"hbii hbiii hobo hobo grhoie gggriieeeee nhörrüüüüeeiiiiiii"
arada bir caddeden geçen araçtan edilen anons. kaç senedir ne sattıklarını öğrenmek nasip olmadı.
adamın 'baklavacı' dediği az biraz anlaşılıyordu fakat "sokakta kim baklava satar?" diye düşünüp kafayı balkondan uzattığımda portakal satan bir adam gördüm. meğer, o derece tatlıymış portakallar..

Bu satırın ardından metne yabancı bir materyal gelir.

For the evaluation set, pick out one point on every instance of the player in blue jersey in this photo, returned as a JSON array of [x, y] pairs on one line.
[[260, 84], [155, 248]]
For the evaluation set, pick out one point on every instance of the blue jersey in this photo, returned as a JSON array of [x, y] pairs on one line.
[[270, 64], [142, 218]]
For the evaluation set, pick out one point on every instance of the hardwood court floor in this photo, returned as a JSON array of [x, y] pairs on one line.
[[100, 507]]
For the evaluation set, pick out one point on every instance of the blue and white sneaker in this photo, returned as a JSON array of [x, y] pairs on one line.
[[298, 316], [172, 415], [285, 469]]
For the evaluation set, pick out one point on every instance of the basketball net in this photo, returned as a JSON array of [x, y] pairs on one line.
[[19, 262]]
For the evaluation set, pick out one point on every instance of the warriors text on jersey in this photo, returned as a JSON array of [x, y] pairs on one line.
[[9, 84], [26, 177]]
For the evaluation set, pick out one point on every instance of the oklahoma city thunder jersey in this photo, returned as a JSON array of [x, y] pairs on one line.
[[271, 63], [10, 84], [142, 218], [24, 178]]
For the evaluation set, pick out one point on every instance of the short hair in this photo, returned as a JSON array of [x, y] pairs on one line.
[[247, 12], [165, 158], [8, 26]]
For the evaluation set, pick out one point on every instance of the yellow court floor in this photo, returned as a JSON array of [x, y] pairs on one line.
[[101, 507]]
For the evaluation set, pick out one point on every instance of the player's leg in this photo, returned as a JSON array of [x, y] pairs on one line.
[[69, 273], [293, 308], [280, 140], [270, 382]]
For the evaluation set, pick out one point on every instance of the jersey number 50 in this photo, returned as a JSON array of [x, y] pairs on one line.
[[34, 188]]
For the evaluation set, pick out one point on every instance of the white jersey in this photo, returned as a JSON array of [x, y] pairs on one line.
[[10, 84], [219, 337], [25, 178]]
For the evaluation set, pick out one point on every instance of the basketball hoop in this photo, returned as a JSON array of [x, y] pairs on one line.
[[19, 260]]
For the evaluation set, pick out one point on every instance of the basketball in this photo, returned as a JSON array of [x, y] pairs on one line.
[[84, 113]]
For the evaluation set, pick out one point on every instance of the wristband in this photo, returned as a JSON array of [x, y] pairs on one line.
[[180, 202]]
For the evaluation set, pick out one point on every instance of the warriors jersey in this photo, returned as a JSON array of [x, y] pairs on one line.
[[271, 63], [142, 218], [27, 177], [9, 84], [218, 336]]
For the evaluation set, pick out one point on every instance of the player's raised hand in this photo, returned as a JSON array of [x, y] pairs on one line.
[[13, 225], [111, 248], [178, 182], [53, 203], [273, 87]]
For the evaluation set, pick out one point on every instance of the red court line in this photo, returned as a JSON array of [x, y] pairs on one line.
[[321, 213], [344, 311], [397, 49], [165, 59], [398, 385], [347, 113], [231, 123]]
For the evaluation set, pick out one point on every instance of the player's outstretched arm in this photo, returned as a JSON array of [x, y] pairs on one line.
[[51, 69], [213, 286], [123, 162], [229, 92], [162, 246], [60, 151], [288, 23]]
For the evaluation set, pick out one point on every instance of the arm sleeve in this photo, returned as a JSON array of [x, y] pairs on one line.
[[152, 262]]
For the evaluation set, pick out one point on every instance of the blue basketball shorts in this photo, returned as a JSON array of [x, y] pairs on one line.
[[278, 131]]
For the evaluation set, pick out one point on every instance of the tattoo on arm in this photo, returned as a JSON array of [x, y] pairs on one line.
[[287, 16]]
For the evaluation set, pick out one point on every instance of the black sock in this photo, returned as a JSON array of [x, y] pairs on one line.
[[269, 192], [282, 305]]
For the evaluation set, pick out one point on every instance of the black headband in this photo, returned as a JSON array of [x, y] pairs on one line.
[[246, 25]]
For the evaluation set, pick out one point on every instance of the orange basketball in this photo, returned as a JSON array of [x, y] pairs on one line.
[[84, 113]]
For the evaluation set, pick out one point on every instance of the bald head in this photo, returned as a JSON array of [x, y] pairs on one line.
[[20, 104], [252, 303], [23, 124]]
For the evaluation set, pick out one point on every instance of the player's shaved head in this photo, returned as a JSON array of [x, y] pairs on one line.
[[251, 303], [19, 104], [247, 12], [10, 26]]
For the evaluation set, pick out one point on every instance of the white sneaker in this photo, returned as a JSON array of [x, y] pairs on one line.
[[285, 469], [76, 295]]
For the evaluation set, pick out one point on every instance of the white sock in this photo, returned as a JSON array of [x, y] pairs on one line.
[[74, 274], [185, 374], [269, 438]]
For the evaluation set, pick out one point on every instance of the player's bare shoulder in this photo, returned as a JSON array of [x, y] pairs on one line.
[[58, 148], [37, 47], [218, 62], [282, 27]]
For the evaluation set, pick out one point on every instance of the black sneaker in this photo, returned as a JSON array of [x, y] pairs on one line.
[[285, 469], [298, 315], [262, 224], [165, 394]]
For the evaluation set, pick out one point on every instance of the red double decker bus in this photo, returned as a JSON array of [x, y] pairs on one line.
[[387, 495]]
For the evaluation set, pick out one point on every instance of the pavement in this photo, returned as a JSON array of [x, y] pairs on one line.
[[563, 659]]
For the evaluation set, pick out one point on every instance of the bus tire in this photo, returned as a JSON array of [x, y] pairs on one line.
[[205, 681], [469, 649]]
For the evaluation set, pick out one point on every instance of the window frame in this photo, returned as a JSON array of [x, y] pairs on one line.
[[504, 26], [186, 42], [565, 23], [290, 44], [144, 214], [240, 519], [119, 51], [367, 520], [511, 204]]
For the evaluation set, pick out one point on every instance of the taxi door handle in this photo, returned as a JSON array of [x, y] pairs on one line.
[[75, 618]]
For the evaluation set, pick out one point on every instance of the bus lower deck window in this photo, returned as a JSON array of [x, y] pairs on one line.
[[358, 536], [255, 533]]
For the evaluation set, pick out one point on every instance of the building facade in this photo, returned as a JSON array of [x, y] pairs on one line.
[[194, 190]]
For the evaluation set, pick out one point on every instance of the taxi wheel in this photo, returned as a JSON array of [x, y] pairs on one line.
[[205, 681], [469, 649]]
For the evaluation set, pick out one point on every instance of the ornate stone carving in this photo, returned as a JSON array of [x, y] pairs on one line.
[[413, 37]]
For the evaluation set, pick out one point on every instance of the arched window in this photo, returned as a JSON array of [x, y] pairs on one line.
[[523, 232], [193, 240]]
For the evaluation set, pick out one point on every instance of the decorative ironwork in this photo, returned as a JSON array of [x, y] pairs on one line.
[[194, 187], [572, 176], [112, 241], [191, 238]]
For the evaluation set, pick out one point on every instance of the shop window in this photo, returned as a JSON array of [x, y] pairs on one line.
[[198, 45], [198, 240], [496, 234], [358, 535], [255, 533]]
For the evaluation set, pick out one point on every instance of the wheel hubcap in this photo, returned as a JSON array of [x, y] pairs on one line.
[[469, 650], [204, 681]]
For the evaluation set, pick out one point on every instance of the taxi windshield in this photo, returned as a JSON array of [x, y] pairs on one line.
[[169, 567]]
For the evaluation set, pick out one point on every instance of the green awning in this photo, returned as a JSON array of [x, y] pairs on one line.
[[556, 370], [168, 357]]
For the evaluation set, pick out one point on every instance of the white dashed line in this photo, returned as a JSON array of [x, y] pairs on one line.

ağzından çıktığına inanmak istediğim tuhaf seslerle mahalleyi inleten seyyar satıcı çığırışlarıdır. bütün iş güç bırakılıp tüm antenler kendisine çevrilmesine rağmen ne sattığı anlaşılmaz bu emmilerin. sokağınızdan geçiyorsa
dayanamaz çıkar sorarsınız, ama geçmiyorsa ne sattığı hep muamma olacaktır.
bizim aşşa sokaklardan birinden de devamlı hep aynı sesi çıkaran bi seyyar satıcı beni camlara kapılara çıkarıyordu beyhude yere. içimde dayanılmaz bir meraktı kendisi ve sattığı.
sonra bir tesadüf sonucu kendisi yolda yanımdan geçmiş ve süt sattığı öğrenilmiştir.